22.11.2013
FLUG REVUE

LTG 62 in WunstorfTransall als neues Feuerwehr-Übungsflugzeug

Das Lufttransportgeschwader 62 in Wunstorf verfügt neuerdings über eine mit Rauchanlage bestückte Transall, die ein besonders realitätsnahes Training für die Feuerwehr und andere Notfalldienste ermöglicht.

Transall Feuerlöschübung LTG 62 2013

Im November 2013 testete die Flughafenfeuerwehr in Wunstorf estmals die speziell mit Rauchanlage und Videokameras ausgestattete Transall des LTG 62(Foto: Luftwaffe/Beuer).  

 

Drei Jahre dauerte das Projekt, bei dem ein Team aus 14 Soldaten und zivilen Mitarbeiter unter der Leitung von Stabsfeldwebel Sven Marc Rosebrock die abgestellte Maschine mit der Kennung 50+60 für den neuen Zweck ausrüstete.
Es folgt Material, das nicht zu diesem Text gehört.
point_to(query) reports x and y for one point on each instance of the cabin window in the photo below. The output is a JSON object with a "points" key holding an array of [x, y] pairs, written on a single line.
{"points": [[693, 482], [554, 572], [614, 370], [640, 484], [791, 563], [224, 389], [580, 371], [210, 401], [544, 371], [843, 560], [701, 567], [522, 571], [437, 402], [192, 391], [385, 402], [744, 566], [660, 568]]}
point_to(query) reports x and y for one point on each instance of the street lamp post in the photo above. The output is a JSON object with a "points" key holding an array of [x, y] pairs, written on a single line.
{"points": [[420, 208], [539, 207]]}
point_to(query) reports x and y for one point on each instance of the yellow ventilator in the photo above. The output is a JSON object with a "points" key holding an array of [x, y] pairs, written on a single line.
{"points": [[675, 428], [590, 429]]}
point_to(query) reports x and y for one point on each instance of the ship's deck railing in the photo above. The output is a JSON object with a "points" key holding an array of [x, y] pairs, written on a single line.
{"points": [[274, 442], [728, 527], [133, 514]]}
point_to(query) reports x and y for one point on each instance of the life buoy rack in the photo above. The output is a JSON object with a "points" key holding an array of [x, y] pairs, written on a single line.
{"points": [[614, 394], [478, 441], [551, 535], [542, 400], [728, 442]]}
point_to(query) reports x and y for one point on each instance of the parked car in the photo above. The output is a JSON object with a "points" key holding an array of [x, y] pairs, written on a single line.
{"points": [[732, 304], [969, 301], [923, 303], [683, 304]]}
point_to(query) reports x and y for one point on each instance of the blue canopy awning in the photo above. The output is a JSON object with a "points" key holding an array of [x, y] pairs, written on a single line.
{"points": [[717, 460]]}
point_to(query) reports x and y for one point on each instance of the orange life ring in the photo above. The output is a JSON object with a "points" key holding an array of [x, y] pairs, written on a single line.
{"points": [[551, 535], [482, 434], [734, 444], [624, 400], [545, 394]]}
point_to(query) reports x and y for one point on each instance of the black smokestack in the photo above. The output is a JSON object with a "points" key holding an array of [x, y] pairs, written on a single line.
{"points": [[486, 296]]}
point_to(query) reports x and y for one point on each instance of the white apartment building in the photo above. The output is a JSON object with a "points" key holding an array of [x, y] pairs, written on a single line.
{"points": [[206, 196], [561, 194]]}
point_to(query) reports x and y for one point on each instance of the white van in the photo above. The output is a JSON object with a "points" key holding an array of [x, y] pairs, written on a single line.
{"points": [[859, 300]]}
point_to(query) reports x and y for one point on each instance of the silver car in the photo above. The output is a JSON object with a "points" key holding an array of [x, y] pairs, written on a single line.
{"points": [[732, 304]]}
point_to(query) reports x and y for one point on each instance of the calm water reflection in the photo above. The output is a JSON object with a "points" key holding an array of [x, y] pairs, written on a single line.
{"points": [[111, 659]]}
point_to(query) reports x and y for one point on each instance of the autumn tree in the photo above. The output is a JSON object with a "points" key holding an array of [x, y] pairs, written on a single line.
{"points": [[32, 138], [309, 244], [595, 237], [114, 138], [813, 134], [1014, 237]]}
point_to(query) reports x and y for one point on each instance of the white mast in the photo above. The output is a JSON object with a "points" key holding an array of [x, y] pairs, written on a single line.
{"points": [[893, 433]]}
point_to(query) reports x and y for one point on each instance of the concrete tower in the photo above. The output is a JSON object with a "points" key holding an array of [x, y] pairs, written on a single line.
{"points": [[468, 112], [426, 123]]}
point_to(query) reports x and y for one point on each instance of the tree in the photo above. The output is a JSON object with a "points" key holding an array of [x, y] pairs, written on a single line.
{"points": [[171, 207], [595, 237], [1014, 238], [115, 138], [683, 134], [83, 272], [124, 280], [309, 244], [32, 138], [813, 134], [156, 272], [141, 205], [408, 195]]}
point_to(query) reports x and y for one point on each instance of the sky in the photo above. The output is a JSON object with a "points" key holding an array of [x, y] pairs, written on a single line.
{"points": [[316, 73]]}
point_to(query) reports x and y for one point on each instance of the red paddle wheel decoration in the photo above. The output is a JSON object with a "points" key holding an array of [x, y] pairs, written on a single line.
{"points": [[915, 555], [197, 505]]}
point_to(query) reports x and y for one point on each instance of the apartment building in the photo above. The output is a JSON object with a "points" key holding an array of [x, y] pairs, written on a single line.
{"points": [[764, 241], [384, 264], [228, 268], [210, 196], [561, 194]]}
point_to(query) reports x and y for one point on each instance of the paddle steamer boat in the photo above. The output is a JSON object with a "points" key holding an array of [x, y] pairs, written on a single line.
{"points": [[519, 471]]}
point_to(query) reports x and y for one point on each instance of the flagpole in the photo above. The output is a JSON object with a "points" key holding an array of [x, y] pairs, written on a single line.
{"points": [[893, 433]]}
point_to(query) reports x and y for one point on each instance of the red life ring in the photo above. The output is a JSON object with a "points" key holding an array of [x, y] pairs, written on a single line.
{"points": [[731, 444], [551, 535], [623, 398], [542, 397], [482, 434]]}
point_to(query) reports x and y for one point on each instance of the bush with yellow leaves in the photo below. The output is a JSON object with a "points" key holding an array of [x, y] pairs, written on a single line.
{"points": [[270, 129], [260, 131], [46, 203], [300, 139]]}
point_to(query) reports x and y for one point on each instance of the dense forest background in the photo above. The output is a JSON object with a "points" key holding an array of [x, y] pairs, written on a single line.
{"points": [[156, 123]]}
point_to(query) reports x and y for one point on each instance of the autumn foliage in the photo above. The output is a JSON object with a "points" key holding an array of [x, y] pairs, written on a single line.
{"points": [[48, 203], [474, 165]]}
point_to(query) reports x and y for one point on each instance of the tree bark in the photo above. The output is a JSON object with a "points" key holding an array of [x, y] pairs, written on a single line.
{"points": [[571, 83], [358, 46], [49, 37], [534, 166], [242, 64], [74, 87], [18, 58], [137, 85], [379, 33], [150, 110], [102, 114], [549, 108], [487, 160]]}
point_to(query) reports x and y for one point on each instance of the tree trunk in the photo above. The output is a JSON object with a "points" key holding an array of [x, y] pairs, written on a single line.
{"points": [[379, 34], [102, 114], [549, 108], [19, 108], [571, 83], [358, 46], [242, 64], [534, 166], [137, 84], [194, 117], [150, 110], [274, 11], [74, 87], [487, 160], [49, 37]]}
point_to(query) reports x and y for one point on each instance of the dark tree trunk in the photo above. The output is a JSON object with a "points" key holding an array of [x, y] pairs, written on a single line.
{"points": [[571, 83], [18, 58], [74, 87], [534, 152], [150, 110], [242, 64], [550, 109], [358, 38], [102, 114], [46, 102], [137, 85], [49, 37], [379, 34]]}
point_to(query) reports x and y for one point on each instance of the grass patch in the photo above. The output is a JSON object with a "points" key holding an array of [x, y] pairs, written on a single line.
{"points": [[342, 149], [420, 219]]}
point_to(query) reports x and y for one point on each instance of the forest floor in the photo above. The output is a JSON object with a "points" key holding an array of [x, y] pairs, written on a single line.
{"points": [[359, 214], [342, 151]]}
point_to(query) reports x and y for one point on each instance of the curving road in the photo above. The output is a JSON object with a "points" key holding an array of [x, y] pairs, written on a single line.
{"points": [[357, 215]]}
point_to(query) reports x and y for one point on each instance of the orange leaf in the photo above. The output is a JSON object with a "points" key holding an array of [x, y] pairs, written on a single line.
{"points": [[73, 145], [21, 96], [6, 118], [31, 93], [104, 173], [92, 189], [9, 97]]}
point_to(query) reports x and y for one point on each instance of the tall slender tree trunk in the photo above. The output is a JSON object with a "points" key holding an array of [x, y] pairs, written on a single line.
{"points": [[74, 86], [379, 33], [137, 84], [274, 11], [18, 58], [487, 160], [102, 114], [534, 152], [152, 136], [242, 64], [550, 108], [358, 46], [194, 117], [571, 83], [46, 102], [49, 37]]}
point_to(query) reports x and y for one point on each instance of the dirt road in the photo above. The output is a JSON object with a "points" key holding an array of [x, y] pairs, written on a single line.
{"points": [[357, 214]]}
Beide Triebwerke wurden durch nicht-funktionsfähige Triebwerke ersetzt. Die Tanks des Transportflugzeugs wurden „trockengelegt“. Dadurch wurde die Transall leichter und musste mit Hilfe von Sandsäcken wieder schwerer gemacht werden. 4,5 Tonnen Sand wurden in Sandsäcke gefüllt und im Boden des Flugzeuges verstaut.

Eine Nebelmaschine wurde installiert und in das Rohrleitungssystem der Transall eingefügt, damit verschiedene Szenarien eingespielt werden können: Rauch im Cockpit, Frachtraum oder Triebwerk. Bestehende Leitungen werden genutzt, um mit Hilfe von Leitungswasser, versetzt mit Lebensmittelfarbe, Leckagen zu simulieren.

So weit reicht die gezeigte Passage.